How It Was: Firstly, there was enough food to feed a small nation. The chicken was served alongside carrot-flecked rice and savoury potatoes. A little container of hot sauce boosted the flavours and worked well with the creamy garlic sauce. The chopped salad with cabbage and cucumbers was crispy and refreshing. The real standout here, though, was the lentil soup. Creamy, garlicky and piping hot, it was perfect with the side of pita for a chilly December night. The only thing I didn’t like about this meal was the Tzatziki – which had the consistence of water. And like water, it also went down the drain.

The Verdict: I’d order again – spring for more of the traditional Turkish dishes and skip the liquified Tzatziki.

4. Westwood Grill

This place sounds like it serves burgers and fries. In reality, they serve up Chinese food to the Bloor West Village area.

What I Ordered: Veggie fried rice, Chili Pepper Chicken, Egg Roll, Hot and Sour Soup

How Long It Took: 40 min

How It Was: This is some of the best veggie fried rice around – bits of crisp rice interspersed with other soft grains. Big chunks of real veggies. Thick pieces of egg. Great soy overtones. I could have eaten the whole, massive container. The egg roll was still crispy and filled with fresh shreds of veggies but the hot and sour soup had the consistency of Draino. Way too much cornstarch in a broth that was neither hot nor sour. The chicken was passable, but I would try another main dish next time around. Too much poultry grizzle and not enough actual meat.

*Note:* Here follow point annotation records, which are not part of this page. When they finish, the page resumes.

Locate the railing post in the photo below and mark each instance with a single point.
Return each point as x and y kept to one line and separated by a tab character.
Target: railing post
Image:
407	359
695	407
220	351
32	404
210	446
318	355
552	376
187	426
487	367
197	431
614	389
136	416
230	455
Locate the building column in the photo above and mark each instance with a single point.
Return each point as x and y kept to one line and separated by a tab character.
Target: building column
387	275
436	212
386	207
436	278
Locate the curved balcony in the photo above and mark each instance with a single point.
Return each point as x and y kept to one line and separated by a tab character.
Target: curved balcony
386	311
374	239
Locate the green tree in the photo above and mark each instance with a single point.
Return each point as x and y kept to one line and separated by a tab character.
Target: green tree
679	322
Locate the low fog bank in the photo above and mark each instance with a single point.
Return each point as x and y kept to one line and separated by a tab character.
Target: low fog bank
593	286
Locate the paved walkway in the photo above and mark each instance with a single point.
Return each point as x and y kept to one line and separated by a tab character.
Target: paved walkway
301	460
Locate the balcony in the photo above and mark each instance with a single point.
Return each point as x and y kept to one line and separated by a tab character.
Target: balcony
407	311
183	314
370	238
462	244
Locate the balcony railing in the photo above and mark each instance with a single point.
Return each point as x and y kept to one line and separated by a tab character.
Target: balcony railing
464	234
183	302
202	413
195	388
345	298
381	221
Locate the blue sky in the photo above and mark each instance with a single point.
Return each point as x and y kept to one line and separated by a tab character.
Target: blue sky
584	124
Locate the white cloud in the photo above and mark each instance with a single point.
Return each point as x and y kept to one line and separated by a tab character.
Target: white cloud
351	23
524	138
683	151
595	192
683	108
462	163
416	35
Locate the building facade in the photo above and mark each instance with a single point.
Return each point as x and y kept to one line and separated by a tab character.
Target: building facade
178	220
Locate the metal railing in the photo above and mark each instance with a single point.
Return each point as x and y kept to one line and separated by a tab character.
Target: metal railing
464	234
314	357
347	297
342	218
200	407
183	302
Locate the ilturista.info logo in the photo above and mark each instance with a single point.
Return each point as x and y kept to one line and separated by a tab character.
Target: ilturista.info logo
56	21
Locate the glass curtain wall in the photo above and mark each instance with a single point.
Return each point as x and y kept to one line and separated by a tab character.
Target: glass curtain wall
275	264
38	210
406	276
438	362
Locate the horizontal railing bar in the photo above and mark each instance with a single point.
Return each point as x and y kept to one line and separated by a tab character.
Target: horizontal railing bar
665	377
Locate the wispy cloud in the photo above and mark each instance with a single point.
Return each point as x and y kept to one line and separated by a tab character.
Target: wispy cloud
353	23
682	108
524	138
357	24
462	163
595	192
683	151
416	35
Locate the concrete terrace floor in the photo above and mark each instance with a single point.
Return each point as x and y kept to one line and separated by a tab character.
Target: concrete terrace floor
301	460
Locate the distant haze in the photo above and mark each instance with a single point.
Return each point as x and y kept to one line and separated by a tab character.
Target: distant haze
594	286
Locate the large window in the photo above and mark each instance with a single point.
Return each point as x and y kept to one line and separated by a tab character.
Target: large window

The Verdict: I’ll be ordering again – mainly for the kick-ass rice – and will try to find a main dish that I like to go alongside. Extra points for piping hot food, and extra fortune cookies.

***

The Moral of this Whole Story: Unless it’s 11:30 p.m. and you need basic delivery pizza to soak up up all the Beau’s Lug Tread you and your buddies have been drinking, it’s best to skip delivery all together. It never exceeds expectations, and is usually cold and overpriced to boot. No matter how much of a pain it seems (especially when it’s pissing rain and dark at 5:30 p.m.) put on a pair of pants, find your Metropass (or car), get out of your apartment, and grab take-out instead. Your taste buds will thank you.